One problem: they're only made in England. Which means that every Aga has to get on a ship. And the ships only land in Chicago(...! Apparently, they come down the St. Lawrence and across the Great Lakes). And the ships are slow. And you have to pay for everything in Sterling. Which means saving every penny for years in an "Aga" jar hoping that one day, when we grew up, we too could experience the joys of cast iron cookery on a mammoth, British scale. 

 

 

Part of the issue was going to be re-configuring the cabinetry.  All of it basically had to come out to make room for the stove. And then new cabinets back in around it. Which meant saving more pennies, and maybe scrounging in couch cushions and behind car seats. But finally, finally we went to the store to pick out the new addition to our family. 

We chose the red one.

 

It took weeks and weeks to come together. First, the stove got lost at sea. Or put on the wrong boat. Nope, not that boat. The next boat. And when I said "next", I actually meant the one after this one. No, no. The other one. It will one day show up in the US, don't worry. Oh! It finally arrived! Wait. No, sorry. That was somebody else's. Oh wait! It's here! Um. We ordered the wrong kind. Please, Mr. Grady, put your heart back into your throat. We can simply convert this kind to the other kind you ordered with a couple of days effort. See? No problem!

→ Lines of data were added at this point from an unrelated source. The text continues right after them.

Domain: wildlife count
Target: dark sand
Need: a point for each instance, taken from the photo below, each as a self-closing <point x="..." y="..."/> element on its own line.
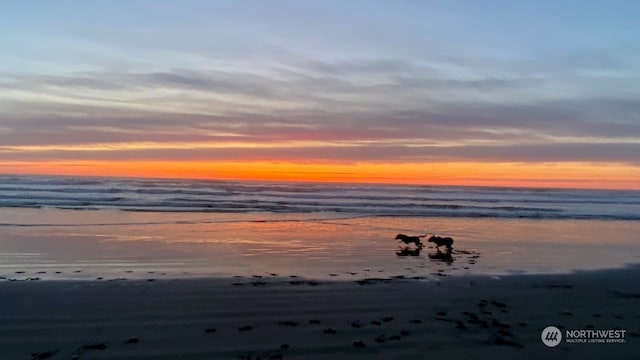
<point x="292" y="318"/>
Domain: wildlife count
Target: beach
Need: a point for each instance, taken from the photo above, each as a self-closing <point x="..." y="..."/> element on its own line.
<point x="156" y="269"/>
<point x="274" y="317"/>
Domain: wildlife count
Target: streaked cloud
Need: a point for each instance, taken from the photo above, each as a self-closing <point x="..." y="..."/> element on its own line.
<point x="401" y="83"/>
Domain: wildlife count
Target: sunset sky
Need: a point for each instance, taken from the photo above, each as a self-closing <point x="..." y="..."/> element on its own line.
<point x="534" y="93"/>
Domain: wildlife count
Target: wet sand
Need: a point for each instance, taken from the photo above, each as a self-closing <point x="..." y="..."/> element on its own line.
<point x="282" y="317"/>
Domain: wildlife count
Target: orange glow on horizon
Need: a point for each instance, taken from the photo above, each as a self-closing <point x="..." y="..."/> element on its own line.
<point x="562" y="175"/>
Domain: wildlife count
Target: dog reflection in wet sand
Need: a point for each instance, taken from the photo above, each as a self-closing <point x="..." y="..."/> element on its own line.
<point x="410" y="239"/>
<point x="442" y="241"/>
<point x="445" y="257"/>
<point x="408" y="251"/>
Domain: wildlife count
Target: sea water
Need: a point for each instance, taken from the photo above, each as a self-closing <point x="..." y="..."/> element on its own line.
<point x="79" y="227"/>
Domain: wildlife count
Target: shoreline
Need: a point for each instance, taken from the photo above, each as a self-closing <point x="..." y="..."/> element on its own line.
<point x="297" y="318"/>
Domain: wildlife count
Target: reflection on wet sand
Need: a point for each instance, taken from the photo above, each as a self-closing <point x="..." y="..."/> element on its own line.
<point x="442" y="256"/>
<point x="408" y="251"/>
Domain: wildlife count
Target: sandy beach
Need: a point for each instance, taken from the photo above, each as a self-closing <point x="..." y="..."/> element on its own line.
<point x="281" y="317"/>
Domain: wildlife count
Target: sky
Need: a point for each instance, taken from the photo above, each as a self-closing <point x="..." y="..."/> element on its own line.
<point x="504" y="93"/>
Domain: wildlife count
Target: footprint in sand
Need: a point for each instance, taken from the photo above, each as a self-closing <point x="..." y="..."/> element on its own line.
<point x="359" y="344"/>
<point x="43" y="355"/>
<point x="288" y="323"/>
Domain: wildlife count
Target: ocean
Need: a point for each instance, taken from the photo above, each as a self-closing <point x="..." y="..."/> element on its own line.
<point x="78" y="227"/>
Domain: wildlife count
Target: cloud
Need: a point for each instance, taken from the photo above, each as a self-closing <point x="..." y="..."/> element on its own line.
<point x="360" y="109"/>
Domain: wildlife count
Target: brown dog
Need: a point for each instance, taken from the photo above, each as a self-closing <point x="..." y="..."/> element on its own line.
<point x="410" y="239"/>
<point x="441" y="241"/>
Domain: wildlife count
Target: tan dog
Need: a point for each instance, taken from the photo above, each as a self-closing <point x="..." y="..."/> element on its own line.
<point x="441" y="241"/>
<point x="410" y="239"/>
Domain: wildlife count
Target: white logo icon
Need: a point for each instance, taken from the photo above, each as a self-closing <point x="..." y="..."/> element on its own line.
<point x="551" y="336"/>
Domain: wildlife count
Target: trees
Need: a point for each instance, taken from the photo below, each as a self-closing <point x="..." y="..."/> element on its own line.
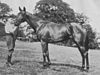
<point x="4" y="9"/>
<point x="54" y="10"/>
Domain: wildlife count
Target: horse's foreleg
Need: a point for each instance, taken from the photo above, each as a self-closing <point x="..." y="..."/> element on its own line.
<point x="47" y="54"/>
<point x="87" y="62"/>
<point x="10" y="52"/>
<point x="43" y="44"/>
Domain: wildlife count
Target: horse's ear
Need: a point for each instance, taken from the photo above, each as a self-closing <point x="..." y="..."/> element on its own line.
<point x="20" y="9"/>
<point x="24" y="8"/>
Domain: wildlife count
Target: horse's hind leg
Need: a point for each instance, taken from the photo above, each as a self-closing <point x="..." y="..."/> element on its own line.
<point x="87" y="62"/>
<point x="10" y="52"/>
<point x="47" y="55"/>
<point x="43" y="44"/>
<point x="10" y="44"/>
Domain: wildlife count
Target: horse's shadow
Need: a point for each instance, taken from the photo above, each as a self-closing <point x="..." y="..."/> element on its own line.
<point x="67" y="65"/>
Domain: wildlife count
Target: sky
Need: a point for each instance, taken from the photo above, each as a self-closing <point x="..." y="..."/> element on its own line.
<point x="90" y="8"/>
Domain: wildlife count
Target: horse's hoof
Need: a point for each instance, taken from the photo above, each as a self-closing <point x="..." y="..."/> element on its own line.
<point x="49" y="63"/>
<point x="44" y="64"/>
<point x="87" y="67"/>
<point x="8" y="64"/>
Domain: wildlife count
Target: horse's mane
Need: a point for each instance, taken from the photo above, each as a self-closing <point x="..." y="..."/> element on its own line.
<point x="33" y="16"/>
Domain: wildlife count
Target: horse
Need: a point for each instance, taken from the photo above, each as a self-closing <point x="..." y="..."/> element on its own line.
<point x="50" y="32"/>
<point x="11" y="32"/>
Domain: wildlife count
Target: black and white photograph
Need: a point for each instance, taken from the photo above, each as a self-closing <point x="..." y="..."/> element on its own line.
<point x="49" y="37"/>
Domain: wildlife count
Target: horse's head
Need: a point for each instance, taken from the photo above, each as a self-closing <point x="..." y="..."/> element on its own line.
<point x="21" y="17"/>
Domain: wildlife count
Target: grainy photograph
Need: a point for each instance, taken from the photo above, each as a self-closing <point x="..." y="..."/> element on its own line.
<point x="49" y="37"/>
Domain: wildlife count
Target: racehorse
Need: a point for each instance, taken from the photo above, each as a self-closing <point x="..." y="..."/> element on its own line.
<point x="50" y="32"/>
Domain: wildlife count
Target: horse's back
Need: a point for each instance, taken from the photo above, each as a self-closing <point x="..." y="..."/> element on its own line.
<point x="53" y="31"/>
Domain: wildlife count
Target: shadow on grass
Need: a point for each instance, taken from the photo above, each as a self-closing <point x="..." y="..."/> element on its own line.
<point x="54" y="64"/>
<point x="67" y="65"/>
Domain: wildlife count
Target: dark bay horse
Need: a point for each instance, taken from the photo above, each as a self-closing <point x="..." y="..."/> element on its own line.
<point x="49" y="32"/>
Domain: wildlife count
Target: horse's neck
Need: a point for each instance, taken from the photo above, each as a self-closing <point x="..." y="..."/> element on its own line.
<point x="32" y="23"/>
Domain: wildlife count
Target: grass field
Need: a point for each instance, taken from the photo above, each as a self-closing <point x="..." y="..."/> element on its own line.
<point x="27" y="60"/>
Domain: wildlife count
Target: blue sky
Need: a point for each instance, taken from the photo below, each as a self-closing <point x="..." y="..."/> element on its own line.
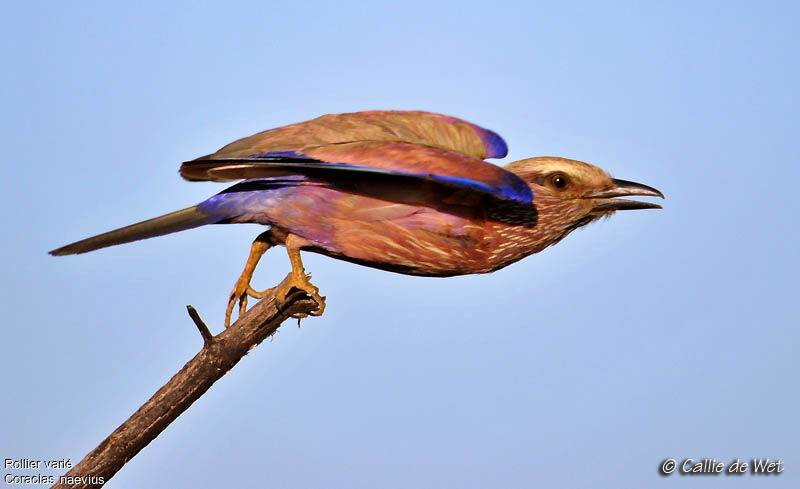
<point x="650" y="335"/>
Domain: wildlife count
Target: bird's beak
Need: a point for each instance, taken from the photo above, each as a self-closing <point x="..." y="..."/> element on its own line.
<point x="605" y="201"/>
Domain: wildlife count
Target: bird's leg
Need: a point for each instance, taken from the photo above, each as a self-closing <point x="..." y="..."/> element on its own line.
<point x="242" y="288"/>
<point x="298" y="278"/>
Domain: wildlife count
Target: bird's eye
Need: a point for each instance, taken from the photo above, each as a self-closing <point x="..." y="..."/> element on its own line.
<point x="559" y="181"/>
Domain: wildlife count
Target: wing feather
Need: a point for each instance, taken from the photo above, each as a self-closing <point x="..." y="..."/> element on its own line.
<point x="364" y="160"/>
<point x="415" y="127"/>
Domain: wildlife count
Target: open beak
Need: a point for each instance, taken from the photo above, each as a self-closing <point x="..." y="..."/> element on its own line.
<point x="605" y="201"/>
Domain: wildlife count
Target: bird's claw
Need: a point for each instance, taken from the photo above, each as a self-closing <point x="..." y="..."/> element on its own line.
<point x="301" y="282"/>
<point x="242" y="291"/>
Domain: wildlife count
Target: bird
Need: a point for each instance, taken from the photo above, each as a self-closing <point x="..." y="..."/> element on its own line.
<point x="403" y="191"/>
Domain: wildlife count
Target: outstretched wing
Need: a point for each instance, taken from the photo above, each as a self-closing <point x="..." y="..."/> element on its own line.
<point x="365" y="160"/>
<point x="415" y="127"/>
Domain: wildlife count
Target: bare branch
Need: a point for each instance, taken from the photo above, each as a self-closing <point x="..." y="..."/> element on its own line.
<point x="219" y="354"/>
<point x="204" y="331"/>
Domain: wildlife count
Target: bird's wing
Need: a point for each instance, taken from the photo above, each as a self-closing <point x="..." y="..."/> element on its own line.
<point x="360" y="163"/>
<point x="422" y="128"/>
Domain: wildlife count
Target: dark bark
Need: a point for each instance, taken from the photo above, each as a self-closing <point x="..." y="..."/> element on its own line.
<point x="219" y="354"/>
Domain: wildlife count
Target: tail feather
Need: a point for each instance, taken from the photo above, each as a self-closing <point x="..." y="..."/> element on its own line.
<point x="169" y="223"/>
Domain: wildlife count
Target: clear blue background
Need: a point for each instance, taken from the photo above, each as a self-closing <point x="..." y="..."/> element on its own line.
<point x="653" y="334"/>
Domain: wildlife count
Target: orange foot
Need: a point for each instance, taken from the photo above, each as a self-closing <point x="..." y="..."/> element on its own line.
<point x="296" y="280"/>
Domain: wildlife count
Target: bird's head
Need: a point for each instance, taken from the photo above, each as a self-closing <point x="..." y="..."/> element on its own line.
<point x="569" y="194"/>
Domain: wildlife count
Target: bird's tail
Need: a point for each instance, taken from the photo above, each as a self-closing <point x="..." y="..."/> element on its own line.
<point x="180" y="220"/>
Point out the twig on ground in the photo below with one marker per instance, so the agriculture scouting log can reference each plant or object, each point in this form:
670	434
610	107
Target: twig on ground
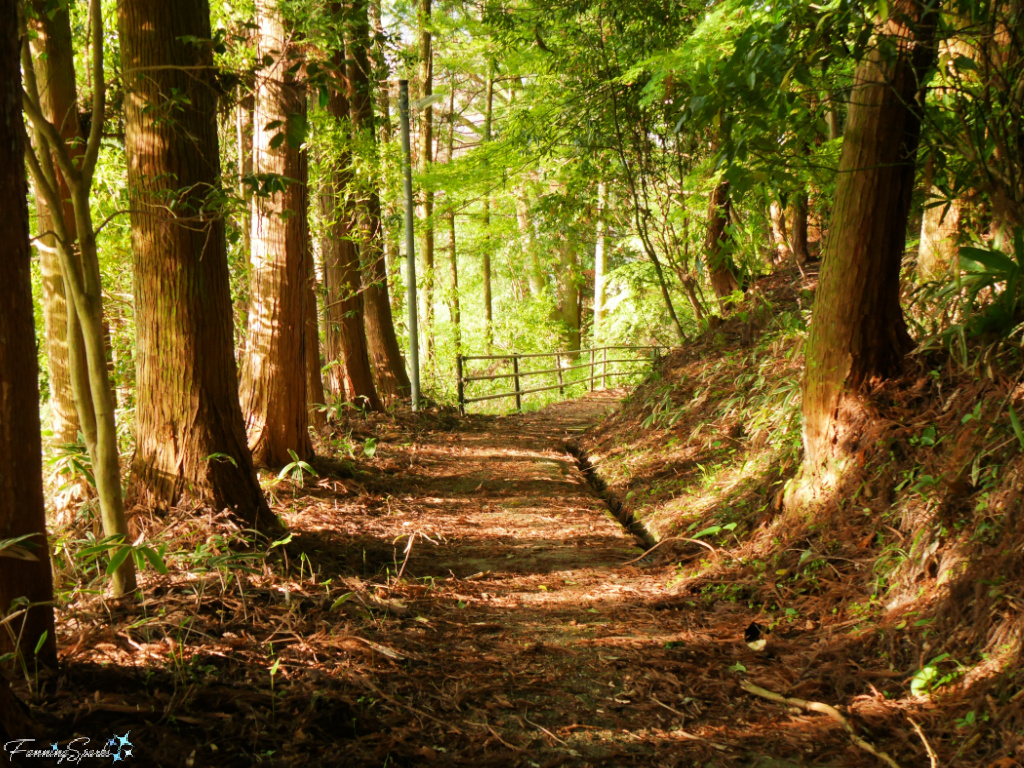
666	541
687	734
536	725
389	652
928	748
409	551
822	709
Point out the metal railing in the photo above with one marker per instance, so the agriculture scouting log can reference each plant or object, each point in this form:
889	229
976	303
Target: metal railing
518	374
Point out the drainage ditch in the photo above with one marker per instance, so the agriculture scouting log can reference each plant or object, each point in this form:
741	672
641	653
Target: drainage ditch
633	526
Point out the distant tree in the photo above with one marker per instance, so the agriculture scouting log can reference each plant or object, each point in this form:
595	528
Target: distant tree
388	367
858	332
344	315
273	379
717	258
25	568
189	435
425	157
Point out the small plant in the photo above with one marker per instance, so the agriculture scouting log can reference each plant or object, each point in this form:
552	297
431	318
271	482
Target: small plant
296	470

Beyond the insane wait for the ship to arrive and then the stove to be assembled by a man about 3 days younger than the house we live in, each step, no matter how simple or complex, took 7 days to complete. One week, remove existing cabinets. The next week, move the gas and water line (for a pot-filler faucet above the stove). Time passes. Install the stove (but don't hook it up). Wait a week. Install the base cabinets. Have the countertop templates cut. Wait a week. Install the counter tops. More time passes. Install the tops of the cabinets. Wait. Tile. Wait. Faucet. Wait. Trim. Wait hook up the stove.

OK. Now. Ready, set cook. 

 

When cooking in an Aga, you've got to remember that a) you can't change the temperature, and b) the oven doors are solid iron, and you're not going to smell anything cooking through them.  It's like cooking by feel, rather than science. Want something to crisp? Move it up and to the right a bit. Want something to slow down a bit? Stick it over in the simmering oven. After a while, you develop a connection with your stove that lets you kind of suss out when something is done based on as much instinct as calculation.  

And besides which: it's a giant red stove. How could you not love it?